For companies, how the Directive is ultimately implemented will be crucial:

  • First, companies should check whether the member states in which they are active have extended the implementation of the Directive to areas not listed in the Directive (e.g., competition law, which is currently outside the list in Annex 1). Such gold-plating could pose significant additional risks.
  • Second, if certain member states opt for more consumer-friendly legislation than others (e.g. in relation to the consumer quorum, limitation periods or opt-out mechanisms), qualified entities may launch their representative actions in these jurisdictions. They may very well also choose jurisdictions that have procedural advantages from their point of view (e.g. in relation to admissibility requirements or disclosure) and/or lower thresholds for classifying as a qualified entity. The Directive does not prevent or regulate such forum shopping.

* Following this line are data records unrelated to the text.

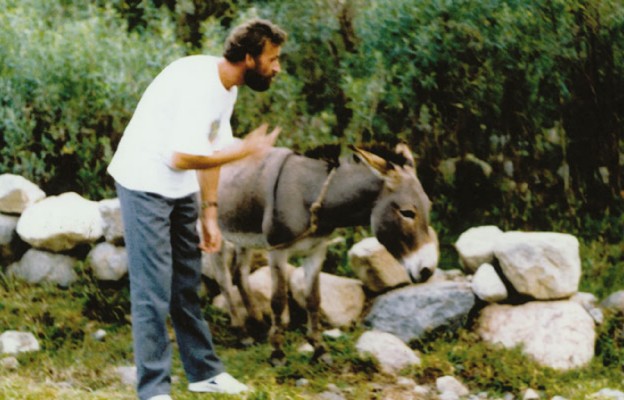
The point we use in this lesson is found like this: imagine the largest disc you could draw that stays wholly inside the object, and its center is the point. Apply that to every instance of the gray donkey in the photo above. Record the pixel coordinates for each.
(290, 204)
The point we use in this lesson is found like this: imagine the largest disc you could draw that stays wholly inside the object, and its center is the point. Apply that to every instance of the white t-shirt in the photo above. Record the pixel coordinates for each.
(185, 109)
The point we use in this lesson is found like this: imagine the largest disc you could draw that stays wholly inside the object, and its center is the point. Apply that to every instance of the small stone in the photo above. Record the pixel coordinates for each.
(9, 363)
(333, 333)
(302, 382)
(99, 335)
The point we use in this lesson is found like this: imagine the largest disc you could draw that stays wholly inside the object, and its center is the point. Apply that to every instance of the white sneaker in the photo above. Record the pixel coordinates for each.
(222, 383)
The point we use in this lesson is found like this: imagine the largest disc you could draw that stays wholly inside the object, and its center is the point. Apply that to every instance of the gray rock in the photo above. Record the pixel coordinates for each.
(391, 352)
(413, 311)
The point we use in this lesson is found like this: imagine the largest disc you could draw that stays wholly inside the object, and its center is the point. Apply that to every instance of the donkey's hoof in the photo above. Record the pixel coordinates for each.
(257, 329)
(319, 352)
(278, 358)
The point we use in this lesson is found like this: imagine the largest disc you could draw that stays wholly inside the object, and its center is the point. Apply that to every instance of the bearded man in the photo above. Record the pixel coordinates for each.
(170, 154)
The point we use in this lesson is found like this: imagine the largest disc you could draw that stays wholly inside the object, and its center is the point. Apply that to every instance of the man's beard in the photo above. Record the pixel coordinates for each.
(256, 81)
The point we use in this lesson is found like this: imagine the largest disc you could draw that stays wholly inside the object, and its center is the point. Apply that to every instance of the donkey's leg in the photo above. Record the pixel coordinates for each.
(224, 267)
(243, 258)
(279, 297)
(312, 269)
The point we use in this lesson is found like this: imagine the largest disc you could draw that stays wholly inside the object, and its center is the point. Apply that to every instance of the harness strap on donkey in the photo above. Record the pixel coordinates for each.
(314, 208)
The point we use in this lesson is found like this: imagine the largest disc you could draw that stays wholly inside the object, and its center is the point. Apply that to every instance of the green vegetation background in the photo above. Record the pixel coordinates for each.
(534, 88)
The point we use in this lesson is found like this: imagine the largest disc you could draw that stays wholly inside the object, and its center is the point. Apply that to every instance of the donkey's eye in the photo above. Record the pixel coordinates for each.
(406, 213)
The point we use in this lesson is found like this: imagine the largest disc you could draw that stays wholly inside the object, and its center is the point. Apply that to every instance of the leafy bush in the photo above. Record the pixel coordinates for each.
(71, 77)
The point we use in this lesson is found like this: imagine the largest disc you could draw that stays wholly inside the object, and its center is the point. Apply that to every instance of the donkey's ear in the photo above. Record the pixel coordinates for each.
(377, 164)
(404, 150)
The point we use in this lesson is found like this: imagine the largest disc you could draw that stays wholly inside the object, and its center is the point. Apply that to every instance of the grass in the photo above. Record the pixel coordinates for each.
(74, 365)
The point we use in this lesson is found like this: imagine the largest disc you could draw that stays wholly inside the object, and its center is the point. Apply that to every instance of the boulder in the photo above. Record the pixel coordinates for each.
(543, 265)
(342, 299)
(476, 246)
(17, 193)
(614, 302)
(38, 266)
(487, 285)
(112, 225)
(413, 311)
(556, 334)
(8, 224)
(60, 223)
(108, 262)
(376, 267)
(391, 352)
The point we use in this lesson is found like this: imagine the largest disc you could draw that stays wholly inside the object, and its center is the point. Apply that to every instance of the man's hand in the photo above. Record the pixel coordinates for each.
(258, 141)
(211, 234)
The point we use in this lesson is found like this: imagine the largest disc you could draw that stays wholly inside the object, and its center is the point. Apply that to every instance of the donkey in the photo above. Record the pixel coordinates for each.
(290, 204)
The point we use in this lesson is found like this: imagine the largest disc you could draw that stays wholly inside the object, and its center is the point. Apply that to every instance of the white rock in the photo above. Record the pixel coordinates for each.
(333, 333)
(9, 363)
(342, 299)
(60, 223)
(557, 334)
(109, 263)
(391, 352)
(13, 342)
(476, 246)
(38, 266)
(544, 265)
(110, 209)
(8, 223)
(487, 285)
(17, 193)
(608, 394)
(530, 394)
(375, 266)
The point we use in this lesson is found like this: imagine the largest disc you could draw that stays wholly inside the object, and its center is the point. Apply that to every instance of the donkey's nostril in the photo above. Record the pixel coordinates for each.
(425, 274)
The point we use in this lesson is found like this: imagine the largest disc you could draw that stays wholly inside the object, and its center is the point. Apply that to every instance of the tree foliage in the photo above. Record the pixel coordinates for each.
(514, 107)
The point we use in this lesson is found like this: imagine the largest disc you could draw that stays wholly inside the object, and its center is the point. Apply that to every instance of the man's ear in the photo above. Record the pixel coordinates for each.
(250, 61)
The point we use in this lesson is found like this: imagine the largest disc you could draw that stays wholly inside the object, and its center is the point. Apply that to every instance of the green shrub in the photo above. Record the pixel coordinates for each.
(71, 77)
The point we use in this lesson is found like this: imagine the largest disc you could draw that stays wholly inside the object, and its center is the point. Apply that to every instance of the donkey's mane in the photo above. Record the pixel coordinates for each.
(330, 153)
(386, 152)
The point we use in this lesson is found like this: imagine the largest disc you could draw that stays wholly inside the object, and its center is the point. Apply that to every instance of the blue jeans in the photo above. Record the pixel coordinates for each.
(165, 274)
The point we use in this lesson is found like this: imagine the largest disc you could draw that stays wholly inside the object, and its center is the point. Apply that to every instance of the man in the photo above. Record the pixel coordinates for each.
(171, 150)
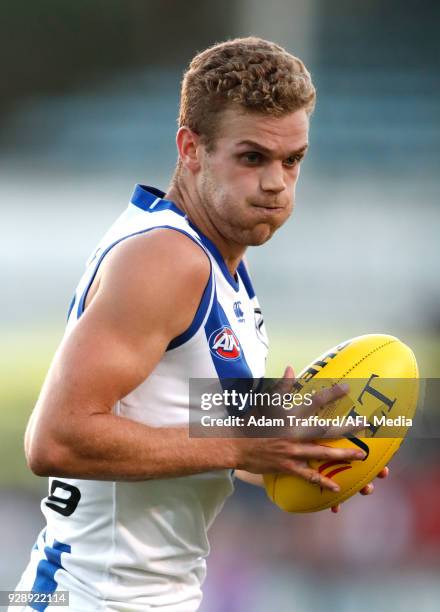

It is thus important for companies to monitor the legislation in all relevant member states instead of focussing on the larger ones or the “usual suspects”.
  • Third, it is unclear whether parallel proceedings in a number of member states can be avoided. Effective litigation management will therefore require a strategic and coordinated approach across jurisdictions.

Generally, while member states have some leeway in how they implement the Directive and the risks for companies could differ accordingly, the litigious landscape in Europe will undoubtedly change significantly. It is to be expected that the Directive will lead to an increase of collective actions in the EU. We will be monitoring the implementation process closely and will continue to update you on progress at national level as well as cross-jurisdictional issues, as they arise.